After consultation with some of his friends, one taxi driver agreed to take us for 10 Dirham so we hopped in his Geo Metro-sized car and beeped our way into, then through the mess of traffic. We passed loads of nothing, mounds of trash three times the size of the car, an old city wall and finally came to a stop where the road got too narrow for us to proceed. The taxi driver got out and led us through way past rusty framed motor scooters and rickety wooden doors framed in colorful, patterned tile, set against vibrant walls. The whole time was a back and forth from the putrid smell of sewage to fragrant, home cooked, Arabic food; taking these in was a conscious effort since my primary concern was that this guy was leading us down into some unknown and seemingly dangerous neighborhood to his friends who were going to do who-knows-what. But a few minutes in he pointed to a sign; that of the Riad (hotel).

When we got there I gave him 20 Dirhams (two Euro) for his extra guide service and figured he would go but he stayed and when the hotel people answered the door he began asking for more money (from what I understood). The receptionist gave him an additional 3 Dirhams and told him to beat it.

The receptionists told us to come in and put our things down so we could check-in. when I hit the bottom of the staircase I was stunned at how extreme the difference was outside from inside; it was gorgeous. The only languages they spoke were French and Arabic so this proved especially difficult to do; even more so since we had to resolve the issue of our reservation never having been processed by them, luckily they had a room available. While we waited for the room to be readied we were served some mint tea and hung out on some beautiful hand-carved, wood benches with red velvet cushions in a dimly lit reception area, looking out to the tiled patio. After about 15 minutes we were anxious so we went to ask about the room and came to find out that it had been ready for about the past ten minutes.

Our room, on the first floor opening up to the patio was the one online that I said was the ugliest but when we went in it was actually very nice.
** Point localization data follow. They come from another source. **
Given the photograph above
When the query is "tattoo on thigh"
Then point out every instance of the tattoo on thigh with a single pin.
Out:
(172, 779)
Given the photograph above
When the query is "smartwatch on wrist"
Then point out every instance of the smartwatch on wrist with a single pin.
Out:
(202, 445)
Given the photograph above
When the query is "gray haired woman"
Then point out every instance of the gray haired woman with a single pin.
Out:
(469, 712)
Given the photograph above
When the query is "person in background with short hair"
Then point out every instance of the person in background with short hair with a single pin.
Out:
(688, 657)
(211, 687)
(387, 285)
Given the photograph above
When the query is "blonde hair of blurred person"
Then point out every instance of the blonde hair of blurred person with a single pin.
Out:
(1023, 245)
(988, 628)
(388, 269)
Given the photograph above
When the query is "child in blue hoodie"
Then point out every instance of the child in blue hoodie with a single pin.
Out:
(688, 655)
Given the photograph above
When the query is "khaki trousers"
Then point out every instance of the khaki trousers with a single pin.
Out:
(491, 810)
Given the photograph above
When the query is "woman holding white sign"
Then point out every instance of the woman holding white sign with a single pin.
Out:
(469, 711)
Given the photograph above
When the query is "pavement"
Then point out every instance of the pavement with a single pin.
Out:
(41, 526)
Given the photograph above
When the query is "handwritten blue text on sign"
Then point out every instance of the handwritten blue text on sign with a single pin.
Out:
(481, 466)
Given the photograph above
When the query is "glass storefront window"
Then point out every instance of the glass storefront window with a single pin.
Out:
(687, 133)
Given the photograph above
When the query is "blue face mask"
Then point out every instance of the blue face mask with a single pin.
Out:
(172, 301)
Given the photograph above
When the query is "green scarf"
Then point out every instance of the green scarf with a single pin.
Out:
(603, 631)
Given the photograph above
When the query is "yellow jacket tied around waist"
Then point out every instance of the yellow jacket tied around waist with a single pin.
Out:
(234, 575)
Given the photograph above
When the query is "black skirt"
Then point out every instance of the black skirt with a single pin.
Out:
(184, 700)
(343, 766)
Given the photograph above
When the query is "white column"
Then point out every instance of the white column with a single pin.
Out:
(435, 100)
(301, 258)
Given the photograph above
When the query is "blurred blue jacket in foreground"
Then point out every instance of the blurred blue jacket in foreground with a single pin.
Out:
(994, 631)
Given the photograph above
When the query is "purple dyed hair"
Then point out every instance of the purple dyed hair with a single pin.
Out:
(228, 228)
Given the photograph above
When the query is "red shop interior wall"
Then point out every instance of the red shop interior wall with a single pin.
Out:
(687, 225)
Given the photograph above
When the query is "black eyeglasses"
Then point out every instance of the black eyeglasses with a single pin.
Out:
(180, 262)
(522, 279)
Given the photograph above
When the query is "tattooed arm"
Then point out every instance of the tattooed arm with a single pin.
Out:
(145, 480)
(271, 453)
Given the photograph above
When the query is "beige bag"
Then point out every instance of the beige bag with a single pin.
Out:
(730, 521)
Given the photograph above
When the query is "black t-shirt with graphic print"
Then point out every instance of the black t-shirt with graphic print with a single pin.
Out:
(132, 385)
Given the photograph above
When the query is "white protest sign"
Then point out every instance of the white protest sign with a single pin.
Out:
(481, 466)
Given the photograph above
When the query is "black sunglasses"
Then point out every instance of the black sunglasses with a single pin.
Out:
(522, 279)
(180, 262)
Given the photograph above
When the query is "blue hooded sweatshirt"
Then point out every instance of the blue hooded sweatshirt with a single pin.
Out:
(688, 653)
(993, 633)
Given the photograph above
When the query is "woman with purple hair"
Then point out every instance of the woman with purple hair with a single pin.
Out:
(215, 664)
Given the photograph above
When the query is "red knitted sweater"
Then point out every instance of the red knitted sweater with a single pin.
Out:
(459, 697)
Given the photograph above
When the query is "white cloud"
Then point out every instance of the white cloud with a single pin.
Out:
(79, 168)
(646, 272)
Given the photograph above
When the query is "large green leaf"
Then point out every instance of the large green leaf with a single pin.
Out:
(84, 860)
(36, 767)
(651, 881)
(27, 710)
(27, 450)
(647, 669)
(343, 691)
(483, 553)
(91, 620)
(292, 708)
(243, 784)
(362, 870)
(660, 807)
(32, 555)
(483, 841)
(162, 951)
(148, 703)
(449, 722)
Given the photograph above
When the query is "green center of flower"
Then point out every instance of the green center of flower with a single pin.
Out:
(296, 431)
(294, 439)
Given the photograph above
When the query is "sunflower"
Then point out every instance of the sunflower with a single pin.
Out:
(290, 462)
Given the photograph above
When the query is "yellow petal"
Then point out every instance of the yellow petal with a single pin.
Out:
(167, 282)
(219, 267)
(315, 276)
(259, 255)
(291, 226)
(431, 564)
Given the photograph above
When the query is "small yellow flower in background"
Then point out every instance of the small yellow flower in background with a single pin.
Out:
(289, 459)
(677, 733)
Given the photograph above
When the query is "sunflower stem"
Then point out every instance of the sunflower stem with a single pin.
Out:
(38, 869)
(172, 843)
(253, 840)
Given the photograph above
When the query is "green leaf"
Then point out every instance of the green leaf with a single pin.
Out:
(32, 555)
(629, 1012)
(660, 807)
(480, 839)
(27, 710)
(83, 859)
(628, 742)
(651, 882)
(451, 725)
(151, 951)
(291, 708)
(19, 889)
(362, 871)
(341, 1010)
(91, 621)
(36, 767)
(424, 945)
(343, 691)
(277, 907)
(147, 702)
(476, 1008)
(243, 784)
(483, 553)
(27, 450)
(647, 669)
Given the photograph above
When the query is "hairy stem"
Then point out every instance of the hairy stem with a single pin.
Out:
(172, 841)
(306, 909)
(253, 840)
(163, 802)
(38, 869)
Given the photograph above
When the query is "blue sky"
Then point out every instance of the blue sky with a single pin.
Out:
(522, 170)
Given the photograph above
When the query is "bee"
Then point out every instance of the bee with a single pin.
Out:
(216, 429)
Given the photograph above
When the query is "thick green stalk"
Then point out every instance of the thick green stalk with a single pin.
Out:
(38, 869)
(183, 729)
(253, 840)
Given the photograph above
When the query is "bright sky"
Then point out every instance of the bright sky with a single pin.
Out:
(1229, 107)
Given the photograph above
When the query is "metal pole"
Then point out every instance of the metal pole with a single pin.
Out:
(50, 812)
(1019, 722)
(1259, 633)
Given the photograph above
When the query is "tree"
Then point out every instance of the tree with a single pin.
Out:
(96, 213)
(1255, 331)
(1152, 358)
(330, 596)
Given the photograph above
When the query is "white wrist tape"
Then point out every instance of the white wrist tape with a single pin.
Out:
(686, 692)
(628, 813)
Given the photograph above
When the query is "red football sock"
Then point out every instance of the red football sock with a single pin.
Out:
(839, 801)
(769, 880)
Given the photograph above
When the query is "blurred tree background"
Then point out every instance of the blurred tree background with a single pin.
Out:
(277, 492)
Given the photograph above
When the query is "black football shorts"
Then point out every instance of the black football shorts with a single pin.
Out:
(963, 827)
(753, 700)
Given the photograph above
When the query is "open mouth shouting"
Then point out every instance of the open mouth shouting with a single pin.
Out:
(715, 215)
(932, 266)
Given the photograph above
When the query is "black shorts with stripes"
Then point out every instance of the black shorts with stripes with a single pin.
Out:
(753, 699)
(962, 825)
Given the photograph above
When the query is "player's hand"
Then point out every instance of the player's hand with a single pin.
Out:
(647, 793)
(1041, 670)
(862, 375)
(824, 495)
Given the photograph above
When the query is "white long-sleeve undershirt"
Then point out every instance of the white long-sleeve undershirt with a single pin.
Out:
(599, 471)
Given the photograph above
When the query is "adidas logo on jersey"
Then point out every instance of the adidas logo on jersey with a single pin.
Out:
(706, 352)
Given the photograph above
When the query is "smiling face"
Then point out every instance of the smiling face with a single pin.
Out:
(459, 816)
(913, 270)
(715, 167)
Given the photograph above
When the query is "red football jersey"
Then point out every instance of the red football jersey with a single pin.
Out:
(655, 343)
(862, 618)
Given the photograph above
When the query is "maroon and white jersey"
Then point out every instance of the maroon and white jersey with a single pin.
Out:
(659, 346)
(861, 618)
Typical Arabic lanterns floor to ceiling, maroon curtains colorful stained glass windows and fancy wooden wardrobe.

We hadn’t eaten anything substantial since about 7 am so we set out for food, deciding not to take my new camera until we get a feel for how safe it was. Ola thought she saw the ocean from the taxi so we tried to find it. Along the way we stopped to ask some guys about it but the languages clashed finally one guy guessed the correct answer, “marina” then offered to take us in his taxi; we walked.

Along the marina there are fancy newly constructed restaurants; not as cheap but open at this hour so we popped into one and ordered after passing by several others. I was fatigued in the literal sense of the word, trembling and dizzy, not sure if I could make it 20 more steps. When we ate some fancy, but not typical Moroccan food but the feeling persisted.